Transition tale: Arch Financial Planning

Arch Financial Planning has been tidying up its business in preparation for the implementation of the retail distribution review.

The first task was to transfer 100 archive boxes of data into digital format and then destroy the boxes. Arthur Childs, managing director, says: ‘Because we have been going for 21 years, we have got a bit messy. In a few months, we will have a nearly paperless and much emptier office.’

Childs has also tidied up the investment proposition. In 2007, the firm adopted the Nucleus wrap and Childs sits on the wrap’s advisory board. Arch moved clients into model portfolios. ‘We had £100 million of client money invested all over the place,’ says Childs. ‘Our nine advisers are now all using the same process to get to the same model portfolios.’

Clients on the wrap get at least an annual visit, a quarterly investment report, a monthly e-newsletter and the daily Arch money guide via Twitter. 

Post-RDR segmentation

Arch conducted a client segmentation process, while looking for ways to help less well-off clients. ‘Under the RDR, we will have to look after our top-end clients and the others we either have to throw away, which we don’t want to do, or find a process for dealing with them,’ says Childs. ‘Since last year, the minimum level of assets for new clients has been £150,000, or £750 a year in fees. We segment internally but are not writing to say, "We are not dealing with you any more".’

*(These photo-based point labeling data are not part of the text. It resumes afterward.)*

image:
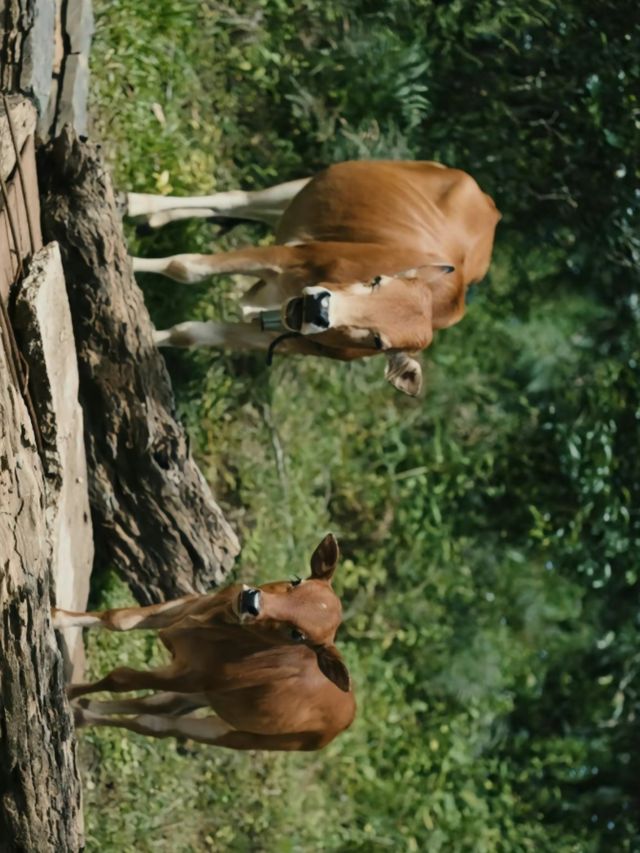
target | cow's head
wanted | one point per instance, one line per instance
(388, 313)
(300, 612)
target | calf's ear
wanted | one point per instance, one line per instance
(325, 558)
(428, 273)
(332, 665)
(404, 373)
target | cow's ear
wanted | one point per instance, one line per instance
(404, 373)
(332, 665)
(429, 273)
(325, 558)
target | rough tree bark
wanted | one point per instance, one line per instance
(154, 516)
(40, 805)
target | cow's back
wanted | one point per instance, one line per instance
(422, 206)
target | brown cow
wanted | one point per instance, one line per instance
(263, 659)
(371, 256)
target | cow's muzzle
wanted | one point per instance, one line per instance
(309, 313)
(249, 603)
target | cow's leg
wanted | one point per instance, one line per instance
(123, 679)
(260, 261)
(157, 703)
(262, 205)
(154, 616)
(202, 729)
(233, 336)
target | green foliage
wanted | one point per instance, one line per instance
(490, 530)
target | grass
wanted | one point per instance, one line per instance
(470, 620)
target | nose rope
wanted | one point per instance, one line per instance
(276, 342)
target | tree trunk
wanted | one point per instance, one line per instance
(154, 517)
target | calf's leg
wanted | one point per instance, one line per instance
(261, 205)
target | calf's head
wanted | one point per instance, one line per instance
(300, 612)
(388, 313)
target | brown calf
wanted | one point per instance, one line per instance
(263, 659)
(371, 256)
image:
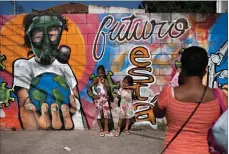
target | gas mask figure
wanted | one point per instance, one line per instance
(43, 34)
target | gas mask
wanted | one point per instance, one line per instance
(45, 34)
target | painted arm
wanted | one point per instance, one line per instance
(158, 112)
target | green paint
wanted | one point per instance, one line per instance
(39, 96)
(5, 95)
(61, 81)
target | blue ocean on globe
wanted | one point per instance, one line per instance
(49, 88)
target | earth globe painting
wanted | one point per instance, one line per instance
(49, 88)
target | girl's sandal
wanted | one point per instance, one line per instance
(107, 133)
(117, 134)
(101, 134)
(127, 132)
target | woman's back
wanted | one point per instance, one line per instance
(179, 104)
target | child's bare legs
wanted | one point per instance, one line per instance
(106, 126)
(127, 126)
(118, 131)
(99, 123)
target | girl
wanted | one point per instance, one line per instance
(126, 94)
(101, 99)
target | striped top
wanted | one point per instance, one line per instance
(193, 137)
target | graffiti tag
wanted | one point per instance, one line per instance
(126, 30)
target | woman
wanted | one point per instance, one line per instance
(177, 104)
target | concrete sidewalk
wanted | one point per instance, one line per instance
(80, 142)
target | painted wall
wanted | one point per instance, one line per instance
(145, 46)
(92, 9)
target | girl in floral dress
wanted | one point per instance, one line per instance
(126, 94)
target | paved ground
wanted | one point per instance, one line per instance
(80, 142)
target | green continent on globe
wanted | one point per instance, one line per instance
(5, 95)
(35, 81)
(49, 88)
(39, 96)
(61, 81)
(58, 96)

The firm is trying to use the internet to help all those who cannot meet the minimum. ‘For example, we have many clients who will be hitting 65 in the next 12 months and their pension funds are less than £70,000. We want to set up a website providing information to help them help themselves in finding an annuity, if they don’t want to pay our fee,’ says Childs.

‘It might not be as good as the one we could get them, but it will be a lot better than simply going with their current provider’s offering. This can help other retirees, not only our clients.’

1 comment so far. Why not have your say?

Greg Thomas

Jul 23, 2011 at 23:22

I don't think that it is the quality of the IFA which is under the spotlight here, but what quality of an 'accountant' needs an IFA's services in the first place. The ICAEW already allows its members to do 95% of what an IFA can do anyway, the remaining 5% being transaction/commission driven which is the whole point of the RDR in the first place. What the FSA wants is to move the mindset of the transaction based industry closer to that of accountants/tax professionals in the model of the IFP. I keep making this point to Ian, but for some reason he doesn't believe me.